The old man compares DiMaggio’s pain to the pain he incurs from the natural world. Which is worse, he wonders.

"Take a good rest, small bird," he said. "Then go in and take your chance like any man or bird or fish." (3.16)

Santiago sees men and beasts as equal in the face of luck.

He looked at the sky and saw the white cumulus built like friendly piles of ice cream and high above were the thin feathers of the cirrus against the high September sky.

"Light brisa," he said. "Better weather for me than for you, fish." (3.52, 3.53)

The old man gains confidence by examining the conditions in the natural world. It is on his side, it seems, not the fish’s.

He did not dream of the lions but instead of a vast school of porpoises that stretched for eight or ten miles and it was in the time of their mating and they would leap high into the air and return into the same hole they had made in the water when they leaped. (3.130)

There is a beauty and reverence in the descriptions of the natural world that mirror the old man’s feelings for the sea.

Day Four
The old man, or Santiago

Besides, he thought, everything kills everything else in some way. Fishing kills me exactly as it keeps me alive. The boy keeps me alive, he thought. I must not deceive myself too much. (4.108)

The old man recognizes that companionship is necessary in the natural order of the world.

I have no understanding of it and I am not sure that I believe in it. Perhaps it was a sin to kill the fish. I suppose it was even though I did it to keep me alive and feed many people. But then everything is a sin. Do not think about sin. It is much too late for that and there are people who are paid to do it. Let them think about it. You were born to be a fisherman as the fish was born to be a fish. San Pedro was a fisherman as was the father of the great DiMaggio. (4.103)

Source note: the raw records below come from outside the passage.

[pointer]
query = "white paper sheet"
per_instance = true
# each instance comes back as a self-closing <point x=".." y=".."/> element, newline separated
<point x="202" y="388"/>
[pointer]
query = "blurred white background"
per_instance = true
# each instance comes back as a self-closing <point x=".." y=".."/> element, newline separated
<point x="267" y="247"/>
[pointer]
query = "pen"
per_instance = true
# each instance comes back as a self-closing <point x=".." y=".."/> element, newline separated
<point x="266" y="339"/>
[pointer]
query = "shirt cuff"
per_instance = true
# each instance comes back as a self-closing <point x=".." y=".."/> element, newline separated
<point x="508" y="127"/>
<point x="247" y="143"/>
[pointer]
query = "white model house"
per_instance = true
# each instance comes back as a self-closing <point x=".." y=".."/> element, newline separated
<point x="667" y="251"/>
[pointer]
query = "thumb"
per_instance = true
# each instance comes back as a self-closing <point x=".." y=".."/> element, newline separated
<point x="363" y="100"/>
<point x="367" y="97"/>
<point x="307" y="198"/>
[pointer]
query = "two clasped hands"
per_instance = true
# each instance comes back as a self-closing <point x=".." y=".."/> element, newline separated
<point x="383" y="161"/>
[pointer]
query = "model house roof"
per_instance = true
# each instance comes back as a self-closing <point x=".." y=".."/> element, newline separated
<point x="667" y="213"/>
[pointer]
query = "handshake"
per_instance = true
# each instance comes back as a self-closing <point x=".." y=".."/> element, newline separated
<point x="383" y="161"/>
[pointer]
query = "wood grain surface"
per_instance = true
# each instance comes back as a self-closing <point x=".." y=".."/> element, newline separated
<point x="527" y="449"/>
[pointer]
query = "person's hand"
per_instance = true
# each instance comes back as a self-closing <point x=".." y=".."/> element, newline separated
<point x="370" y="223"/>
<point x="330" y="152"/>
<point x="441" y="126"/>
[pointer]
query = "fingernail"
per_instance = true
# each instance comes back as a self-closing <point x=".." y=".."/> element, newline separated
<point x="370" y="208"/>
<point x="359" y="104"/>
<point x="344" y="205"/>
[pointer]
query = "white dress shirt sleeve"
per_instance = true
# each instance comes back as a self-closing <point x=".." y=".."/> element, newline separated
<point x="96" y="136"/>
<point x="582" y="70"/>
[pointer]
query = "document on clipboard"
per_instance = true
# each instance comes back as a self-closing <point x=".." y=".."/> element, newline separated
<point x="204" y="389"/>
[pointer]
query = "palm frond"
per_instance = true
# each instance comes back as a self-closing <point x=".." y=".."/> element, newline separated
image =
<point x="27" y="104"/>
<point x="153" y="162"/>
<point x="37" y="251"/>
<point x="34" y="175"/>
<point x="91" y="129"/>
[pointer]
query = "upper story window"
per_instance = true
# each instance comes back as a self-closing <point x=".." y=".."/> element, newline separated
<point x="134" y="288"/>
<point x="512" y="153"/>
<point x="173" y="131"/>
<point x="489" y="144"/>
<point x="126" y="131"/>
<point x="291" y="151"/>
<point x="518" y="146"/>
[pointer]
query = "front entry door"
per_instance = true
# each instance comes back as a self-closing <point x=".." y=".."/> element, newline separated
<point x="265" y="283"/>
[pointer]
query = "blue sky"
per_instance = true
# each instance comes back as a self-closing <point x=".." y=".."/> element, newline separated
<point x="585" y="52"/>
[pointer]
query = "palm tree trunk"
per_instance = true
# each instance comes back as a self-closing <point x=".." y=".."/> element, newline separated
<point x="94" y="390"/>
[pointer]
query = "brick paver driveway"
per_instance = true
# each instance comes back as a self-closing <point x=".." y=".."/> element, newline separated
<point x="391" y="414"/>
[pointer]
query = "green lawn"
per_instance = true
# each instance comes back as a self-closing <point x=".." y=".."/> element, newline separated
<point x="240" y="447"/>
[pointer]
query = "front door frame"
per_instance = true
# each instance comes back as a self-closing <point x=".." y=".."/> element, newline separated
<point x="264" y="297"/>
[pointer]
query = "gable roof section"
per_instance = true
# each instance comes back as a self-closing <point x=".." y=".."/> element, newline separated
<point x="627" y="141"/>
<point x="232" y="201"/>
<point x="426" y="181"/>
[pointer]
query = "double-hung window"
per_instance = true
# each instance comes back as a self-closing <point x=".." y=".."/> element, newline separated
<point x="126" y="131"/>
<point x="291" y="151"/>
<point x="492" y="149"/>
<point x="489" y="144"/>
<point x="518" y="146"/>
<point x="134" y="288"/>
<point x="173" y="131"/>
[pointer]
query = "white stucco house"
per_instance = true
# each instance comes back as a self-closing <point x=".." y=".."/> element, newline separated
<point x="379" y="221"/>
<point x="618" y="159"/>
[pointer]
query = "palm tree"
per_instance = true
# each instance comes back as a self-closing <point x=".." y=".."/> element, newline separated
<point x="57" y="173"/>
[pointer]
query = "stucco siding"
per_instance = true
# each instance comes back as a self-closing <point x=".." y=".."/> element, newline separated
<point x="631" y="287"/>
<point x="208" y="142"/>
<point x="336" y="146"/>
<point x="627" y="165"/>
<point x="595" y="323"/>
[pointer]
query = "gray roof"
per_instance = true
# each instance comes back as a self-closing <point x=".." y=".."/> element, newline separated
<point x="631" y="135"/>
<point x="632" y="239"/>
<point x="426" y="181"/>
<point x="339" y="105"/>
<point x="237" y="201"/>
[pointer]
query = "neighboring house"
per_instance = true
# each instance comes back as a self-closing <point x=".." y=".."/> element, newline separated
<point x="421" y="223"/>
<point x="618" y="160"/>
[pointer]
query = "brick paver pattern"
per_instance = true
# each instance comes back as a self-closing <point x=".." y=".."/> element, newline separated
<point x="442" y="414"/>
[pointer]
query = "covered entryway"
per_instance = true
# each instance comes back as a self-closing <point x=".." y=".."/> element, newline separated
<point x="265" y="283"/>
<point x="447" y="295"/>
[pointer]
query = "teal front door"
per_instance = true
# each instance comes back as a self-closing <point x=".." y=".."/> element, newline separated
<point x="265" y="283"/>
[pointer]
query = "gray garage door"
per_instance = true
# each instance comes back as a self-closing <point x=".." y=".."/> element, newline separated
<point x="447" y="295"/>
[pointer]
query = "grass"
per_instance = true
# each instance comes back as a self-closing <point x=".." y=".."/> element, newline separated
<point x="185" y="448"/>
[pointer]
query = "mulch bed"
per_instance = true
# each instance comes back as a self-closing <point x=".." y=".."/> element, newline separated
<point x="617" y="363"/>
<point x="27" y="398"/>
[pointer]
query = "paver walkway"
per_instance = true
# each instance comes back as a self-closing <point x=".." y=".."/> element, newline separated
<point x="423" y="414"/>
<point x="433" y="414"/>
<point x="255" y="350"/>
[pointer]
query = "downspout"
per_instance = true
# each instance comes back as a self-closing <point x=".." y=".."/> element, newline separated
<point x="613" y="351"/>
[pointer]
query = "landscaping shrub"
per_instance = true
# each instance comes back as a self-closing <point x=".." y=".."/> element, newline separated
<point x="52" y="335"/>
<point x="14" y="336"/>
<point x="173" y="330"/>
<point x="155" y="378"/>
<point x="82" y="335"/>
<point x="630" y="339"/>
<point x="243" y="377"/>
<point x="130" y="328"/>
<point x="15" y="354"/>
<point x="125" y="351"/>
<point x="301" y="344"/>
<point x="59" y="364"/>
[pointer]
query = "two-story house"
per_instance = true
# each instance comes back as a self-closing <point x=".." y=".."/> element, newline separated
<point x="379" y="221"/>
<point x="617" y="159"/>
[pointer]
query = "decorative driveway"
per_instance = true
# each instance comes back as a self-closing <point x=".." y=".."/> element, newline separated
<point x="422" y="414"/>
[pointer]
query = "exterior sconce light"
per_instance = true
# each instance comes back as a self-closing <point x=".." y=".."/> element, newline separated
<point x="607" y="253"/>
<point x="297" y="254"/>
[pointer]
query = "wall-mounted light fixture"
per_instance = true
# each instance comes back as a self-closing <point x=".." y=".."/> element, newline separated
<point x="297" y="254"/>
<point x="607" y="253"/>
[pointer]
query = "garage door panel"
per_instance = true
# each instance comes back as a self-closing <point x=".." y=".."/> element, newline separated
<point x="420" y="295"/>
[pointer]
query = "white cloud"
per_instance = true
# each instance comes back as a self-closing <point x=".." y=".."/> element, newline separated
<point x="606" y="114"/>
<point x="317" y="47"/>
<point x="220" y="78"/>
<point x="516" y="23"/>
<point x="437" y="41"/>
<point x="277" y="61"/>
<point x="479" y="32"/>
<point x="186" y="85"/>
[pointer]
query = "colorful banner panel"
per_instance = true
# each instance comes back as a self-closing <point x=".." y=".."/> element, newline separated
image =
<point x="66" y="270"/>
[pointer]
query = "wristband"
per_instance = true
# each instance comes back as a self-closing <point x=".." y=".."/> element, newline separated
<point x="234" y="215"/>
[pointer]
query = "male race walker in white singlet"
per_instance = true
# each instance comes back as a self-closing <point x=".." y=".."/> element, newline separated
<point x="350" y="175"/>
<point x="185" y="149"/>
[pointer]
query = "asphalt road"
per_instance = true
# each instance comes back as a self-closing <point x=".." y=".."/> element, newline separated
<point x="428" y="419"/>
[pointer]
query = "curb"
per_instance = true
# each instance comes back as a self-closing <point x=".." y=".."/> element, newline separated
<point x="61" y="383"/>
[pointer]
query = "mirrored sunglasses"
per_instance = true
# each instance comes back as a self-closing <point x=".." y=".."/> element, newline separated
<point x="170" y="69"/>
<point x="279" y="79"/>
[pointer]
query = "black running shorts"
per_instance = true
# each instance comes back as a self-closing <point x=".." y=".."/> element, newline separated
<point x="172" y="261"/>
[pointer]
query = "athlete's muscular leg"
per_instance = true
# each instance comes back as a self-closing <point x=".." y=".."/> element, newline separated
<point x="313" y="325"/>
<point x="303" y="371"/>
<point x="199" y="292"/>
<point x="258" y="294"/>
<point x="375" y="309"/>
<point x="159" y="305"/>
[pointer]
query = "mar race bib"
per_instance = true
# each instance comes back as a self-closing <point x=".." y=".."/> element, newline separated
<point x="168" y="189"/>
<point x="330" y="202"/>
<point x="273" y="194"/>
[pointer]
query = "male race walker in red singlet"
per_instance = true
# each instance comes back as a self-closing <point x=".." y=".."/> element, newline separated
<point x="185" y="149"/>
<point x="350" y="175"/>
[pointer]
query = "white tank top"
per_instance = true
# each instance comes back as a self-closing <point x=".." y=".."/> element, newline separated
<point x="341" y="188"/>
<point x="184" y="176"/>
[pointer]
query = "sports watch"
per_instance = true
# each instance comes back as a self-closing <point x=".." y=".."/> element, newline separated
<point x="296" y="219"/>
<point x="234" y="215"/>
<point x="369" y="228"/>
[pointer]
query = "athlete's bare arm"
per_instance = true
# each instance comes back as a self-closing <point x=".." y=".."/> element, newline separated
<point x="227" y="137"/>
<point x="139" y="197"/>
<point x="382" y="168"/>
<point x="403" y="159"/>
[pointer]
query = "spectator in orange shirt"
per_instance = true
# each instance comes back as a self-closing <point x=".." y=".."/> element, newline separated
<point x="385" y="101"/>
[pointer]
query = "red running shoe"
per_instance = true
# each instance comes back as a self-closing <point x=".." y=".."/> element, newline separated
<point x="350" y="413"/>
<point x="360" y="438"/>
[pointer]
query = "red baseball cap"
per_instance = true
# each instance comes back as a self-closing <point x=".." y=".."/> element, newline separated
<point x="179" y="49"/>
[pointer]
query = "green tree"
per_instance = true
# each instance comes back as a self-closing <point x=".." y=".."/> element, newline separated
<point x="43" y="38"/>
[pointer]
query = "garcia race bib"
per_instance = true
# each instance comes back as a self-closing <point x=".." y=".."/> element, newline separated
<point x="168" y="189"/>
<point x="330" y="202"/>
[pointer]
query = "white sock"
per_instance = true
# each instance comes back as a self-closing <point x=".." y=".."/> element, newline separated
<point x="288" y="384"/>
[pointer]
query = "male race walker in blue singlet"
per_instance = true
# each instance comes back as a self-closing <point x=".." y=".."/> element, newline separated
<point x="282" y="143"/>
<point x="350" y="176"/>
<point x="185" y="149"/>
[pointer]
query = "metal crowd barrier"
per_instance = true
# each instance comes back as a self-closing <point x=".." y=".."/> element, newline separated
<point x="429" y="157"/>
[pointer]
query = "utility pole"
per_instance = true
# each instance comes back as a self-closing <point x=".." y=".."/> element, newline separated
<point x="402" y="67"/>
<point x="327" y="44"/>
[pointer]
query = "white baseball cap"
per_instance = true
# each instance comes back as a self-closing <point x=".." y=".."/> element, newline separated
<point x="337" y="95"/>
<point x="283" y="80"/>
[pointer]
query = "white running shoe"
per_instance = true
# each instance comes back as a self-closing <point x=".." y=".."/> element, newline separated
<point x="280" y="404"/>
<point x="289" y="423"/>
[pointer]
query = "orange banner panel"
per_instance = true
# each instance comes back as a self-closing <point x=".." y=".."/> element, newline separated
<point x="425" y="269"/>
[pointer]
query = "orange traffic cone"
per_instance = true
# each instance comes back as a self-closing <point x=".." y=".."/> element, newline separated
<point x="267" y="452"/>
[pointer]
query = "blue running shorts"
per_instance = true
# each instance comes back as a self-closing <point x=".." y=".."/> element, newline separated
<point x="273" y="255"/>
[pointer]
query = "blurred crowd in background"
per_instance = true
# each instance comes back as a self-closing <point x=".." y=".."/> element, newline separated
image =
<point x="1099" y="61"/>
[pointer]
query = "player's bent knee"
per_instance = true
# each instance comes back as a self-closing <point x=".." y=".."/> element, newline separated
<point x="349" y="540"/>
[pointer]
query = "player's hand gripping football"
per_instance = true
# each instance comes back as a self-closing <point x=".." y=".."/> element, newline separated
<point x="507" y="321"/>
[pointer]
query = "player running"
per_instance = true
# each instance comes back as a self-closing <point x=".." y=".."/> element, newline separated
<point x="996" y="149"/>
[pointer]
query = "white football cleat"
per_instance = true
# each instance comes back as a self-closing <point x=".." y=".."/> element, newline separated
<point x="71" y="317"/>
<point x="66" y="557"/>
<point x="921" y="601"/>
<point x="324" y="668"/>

The old man uses the notion of a natural order to placate his thoughts of sin.

"I’ll just steer south and west," he said. "A man is never lost at sea and it is a long island." (4.38)

The old man is so comfortable in the natural world that he believes he could never be lost at sea.

He did not need a compass to tell him where southwest was. He only needed the feel of the trade wind and the drawing of the sail. I better put a small line out with a spoon on it and try and get something to eat and drink for the moisture. But he could not find a spoon and his sardines were rotten. So he hooked a patch of yellow Gulf weed with the gaff as they passed and shook it so that the small shrimps that were in it fell onto the planking of the skiff. There were more than a dozen of them and they jumped and kicked like sand fleas. The old man pinched their heads off with his thumb and forefinger and ate them chewing up the shells and the tails. They were very tiny but he knew they were nourishing and they tasted good. (4.79)

The old man relies on the sea for sustenance.

The old man made the sheet fast and jammed the tiller. Then he took up the oar with the knife lashed to it. He lifted it as lightly as he could because his hands rebelled at the pain. Then he opened and closed them on it lightly to loosen them. He closed them firmly so they would take the pain now and would not flinch and watched the sharks come. He could see their wide, flattened, shovel-pointed heads now and their white tipped wide pectoral fins. They were hateful sharks, bad smelling, scavengers as well as killers, and when they were hungry they would bite at an oar or the rudder of a boat. It was these sharks that would cut the turtles’ legs and flippers off when the turtles were asleep on the surface, and they would hit a man in the water, if they were hungry, even if the man had no smell of fish blood nor of fish slime on him. (4.114)

Despite excusing his own behavior based on Darwinistic reasoning, the old man still passes a seemingly moral judgment on the sharks that attack his boat.

The shark was not an accident. He had come up from deep down in the water as the dark cloud of blood had settled and dispersed in the mile deep sea. He had come up so fast and absolutely without caution that he broke the surface of the blue water and was in the sun. Then he fell back into the sea and picked up the scent and started swimming on the course the skiff and the fish had taken. (4.83)

The shark is only obeying his true nature, just as Santiago is doing by fishing.